Cumartesi, Ekim 19, 2024

İlişkilerde Değişim

Yirminci asrın ikinci yarısı ile beraber Türkiye’nin de içinde bulunduğu ülkeler soğuk savaş döneminin askeri, siyasi, ekonomik ve sosyal yönlerden her geçen gün farklılaşan iki blokun aynı kıtada yer alan cephe üyeleriydiler.

  1. Büyük Savaş sonrasında bölünen Avrupa’da Nato ile Varşova Paktı arasındaki sınır, geride ABD ile Rus Sovyetinin konuşlandığı, ön saflarda ikiye bölünen Almanya, Avusturya arasında sınırları geçen Macaristan, Bulgaristan, Çekoslavakya vb ülkeler arasında belirleniyordu.

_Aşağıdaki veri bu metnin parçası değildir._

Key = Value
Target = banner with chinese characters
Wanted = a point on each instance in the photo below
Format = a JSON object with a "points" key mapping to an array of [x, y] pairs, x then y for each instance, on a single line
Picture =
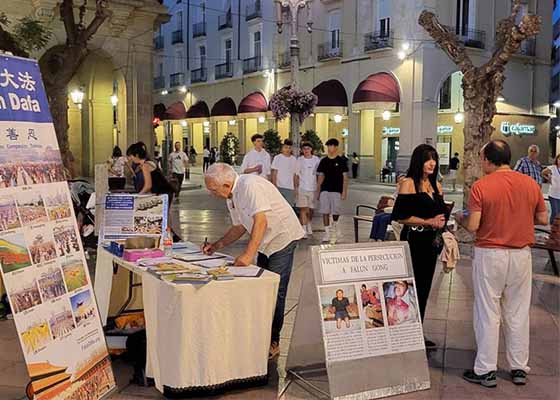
{"points": [[42, 260]]}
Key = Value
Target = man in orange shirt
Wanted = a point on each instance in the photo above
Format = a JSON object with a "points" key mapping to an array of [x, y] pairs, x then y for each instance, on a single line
{"points": [[504, 207]]}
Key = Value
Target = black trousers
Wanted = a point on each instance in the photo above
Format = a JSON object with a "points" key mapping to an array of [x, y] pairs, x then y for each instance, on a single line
{"points": [[424, 259]]}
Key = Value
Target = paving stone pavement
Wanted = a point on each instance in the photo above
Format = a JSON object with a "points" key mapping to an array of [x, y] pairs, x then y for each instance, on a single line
{"points": [[448, 321]]}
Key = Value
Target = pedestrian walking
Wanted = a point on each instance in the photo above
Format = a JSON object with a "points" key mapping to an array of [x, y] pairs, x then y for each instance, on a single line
{"points": [[307, 173], [530, 165], [453, 167], [257, 161], [420, 208], [284, 173], [552, 174], [257, 207], [504, 207], [355, 165], [178, 163], [332, 189]]}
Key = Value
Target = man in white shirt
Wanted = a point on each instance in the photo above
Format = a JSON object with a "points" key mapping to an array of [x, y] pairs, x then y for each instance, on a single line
{"points": [[178, 163], [284, 173], [256, 207], [307, 174], [257, 161]]}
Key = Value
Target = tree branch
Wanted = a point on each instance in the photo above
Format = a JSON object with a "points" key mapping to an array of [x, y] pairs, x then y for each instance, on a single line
{"points": [[101, 14], [448, 41], [67, 16]]}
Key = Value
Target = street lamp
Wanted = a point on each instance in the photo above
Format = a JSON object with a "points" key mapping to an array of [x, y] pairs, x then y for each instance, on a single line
{"points": [[292, 7]]}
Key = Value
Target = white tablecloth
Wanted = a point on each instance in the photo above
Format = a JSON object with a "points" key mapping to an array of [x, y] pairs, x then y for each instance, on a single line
{"points": [[201, 335]]}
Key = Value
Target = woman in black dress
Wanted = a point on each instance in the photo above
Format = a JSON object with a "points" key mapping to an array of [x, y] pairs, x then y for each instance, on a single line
{"points": [[421, 209]]}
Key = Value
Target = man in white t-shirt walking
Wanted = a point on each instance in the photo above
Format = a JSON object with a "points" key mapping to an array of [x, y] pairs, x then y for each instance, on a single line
{"points": [[284, 173], [178, 163], [257, 161], [307, 173]]}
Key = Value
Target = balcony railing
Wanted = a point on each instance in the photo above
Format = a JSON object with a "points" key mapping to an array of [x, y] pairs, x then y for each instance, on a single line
{"points": [[469, 37], [159, 82], [158, 42], [252, 64], [224, 70], [177, 79], [253, 10], [198, 75], [528, 47], [177, 36], [224, 21], [378, 40], [329, 51], [199, 29]]}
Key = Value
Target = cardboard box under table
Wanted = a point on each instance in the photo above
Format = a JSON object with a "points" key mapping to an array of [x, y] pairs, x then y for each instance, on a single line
{"points": [[200, 336]]}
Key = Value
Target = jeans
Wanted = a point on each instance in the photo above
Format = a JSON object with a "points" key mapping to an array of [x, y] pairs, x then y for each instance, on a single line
{"points": [[281, 263], [554, 208]]}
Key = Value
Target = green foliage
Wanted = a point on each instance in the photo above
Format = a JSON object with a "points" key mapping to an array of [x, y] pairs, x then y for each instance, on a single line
{"points": [[272, 142], [229, 147], [311, 136]]}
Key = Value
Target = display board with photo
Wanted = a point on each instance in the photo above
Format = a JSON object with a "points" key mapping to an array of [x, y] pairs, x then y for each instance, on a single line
{"points": [[42, 260]]}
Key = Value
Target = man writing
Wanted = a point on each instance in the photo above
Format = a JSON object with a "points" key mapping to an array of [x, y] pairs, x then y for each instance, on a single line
{"points": [[504, 207], [178, 163], [257, 161], [258, 208]]}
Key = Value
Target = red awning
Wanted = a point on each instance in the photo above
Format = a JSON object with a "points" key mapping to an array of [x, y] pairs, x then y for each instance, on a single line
{"points": [[224, 107], [381, 87], [176, 111], [198, 110], [254, 102], [331, 93]]}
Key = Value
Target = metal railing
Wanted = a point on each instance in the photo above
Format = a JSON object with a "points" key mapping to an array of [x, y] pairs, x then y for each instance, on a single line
{"points": [[177, 79], [159, 82], [177, 36], [252, 64], [253, 10], [224, 70], [198, 75], [225, 21], [158, 42], [329, 51], [528, 47], [469, 37], [378, 40], [199, 29]]}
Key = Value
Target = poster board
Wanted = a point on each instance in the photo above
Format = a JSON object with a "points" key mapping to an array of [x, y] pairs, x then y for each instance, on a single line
{"points": [[353, 334], [130, 215], [41, 255]]}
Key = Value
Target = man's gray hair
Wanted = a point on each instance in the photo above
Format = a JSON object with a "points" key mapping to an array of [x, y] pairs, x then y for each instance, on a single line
{"points": [[221, 173]]}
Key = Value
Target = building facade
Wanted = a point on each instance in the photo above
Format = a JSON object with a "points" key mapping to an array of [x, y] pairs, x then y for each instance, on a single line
{"points": [[383, 85], [115, 80]]}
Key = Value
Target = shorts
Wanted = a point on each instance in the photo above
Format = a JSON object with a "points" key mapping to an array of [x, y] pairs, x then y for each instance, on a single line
{"points": [[341, 314], [330, 203], [306, 199], [289, 195]]}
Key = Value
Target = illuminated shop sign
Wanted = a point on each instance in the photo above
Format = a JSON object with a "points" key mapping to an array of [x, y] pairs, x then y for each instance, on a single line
{"points": [[518, 129]]}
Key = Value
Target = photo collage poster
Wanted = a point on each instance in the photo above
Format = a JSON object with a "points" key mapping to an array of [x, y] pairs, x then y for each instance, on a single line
{"points": [[42, 260]]}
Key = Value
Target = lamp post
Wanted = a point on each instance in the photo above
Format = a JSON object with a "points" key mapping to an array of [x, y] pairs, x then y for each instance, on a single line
{"points": [[292, 7]]}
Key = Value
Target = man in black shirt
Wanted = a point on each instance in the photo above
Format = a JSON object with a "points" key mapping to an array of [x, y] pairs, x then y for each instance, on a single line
{"points": [[453, 167], [332, 188]]}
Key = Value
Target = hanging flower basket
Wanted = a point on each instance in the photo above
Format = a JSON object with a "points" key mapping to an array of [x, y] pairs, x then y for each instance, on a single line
{"points": [[292, 101]]}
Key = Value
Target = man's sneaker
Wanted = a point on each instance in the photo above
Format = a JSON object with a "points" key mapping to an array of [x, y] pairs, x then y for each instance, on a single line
{"points": [[486, 380], [519, 377]]}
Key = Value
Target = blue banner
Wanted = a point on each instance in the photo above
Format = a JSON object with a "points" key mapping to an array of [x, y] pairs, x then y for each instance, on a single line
{"points": [[22, 95]]}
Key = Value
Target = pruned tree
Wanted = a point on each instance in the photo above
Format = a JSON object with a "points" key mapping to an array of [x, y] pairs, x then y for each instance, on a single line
{"points": [[59, 63], [481, 84]]}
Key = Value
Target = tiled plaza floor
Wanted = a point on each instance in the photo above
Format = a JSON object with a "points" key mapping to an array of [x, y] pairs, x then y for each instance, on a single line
{"points": [[448, 322]]}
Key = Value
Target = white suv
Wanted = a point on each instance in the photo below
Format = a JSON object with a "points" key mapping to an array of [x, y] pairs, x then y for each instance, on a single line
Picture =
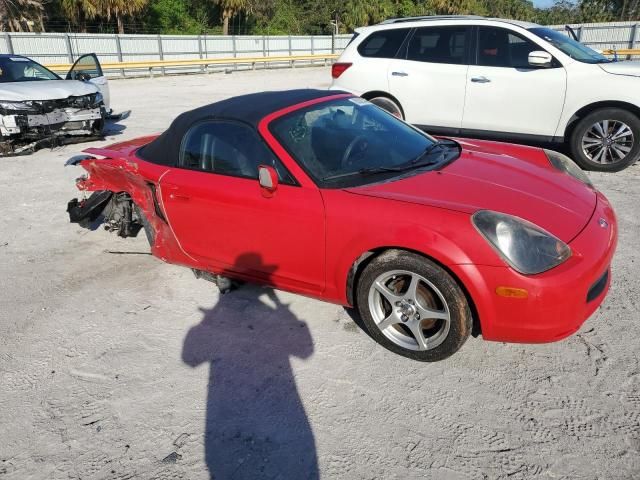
{"points": [[500, 79]]}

Polonya ve Romanya’nın doğusunda Baltık, Belarus ve Ukrayna Sovyetler’i Sovyet Rusya’ya komşuydular.

1950 ve sonrası 40-50 yıl Avrupa coğrafyası merkez olmak, çevrelere yayılmak üzere belirli merkezi kültürlerin gittikçe artan hegemonyası; Amerikan değerlerinin, tüketici mallarının ve yaşam tarzlarının yayılması olarak tezahür etti.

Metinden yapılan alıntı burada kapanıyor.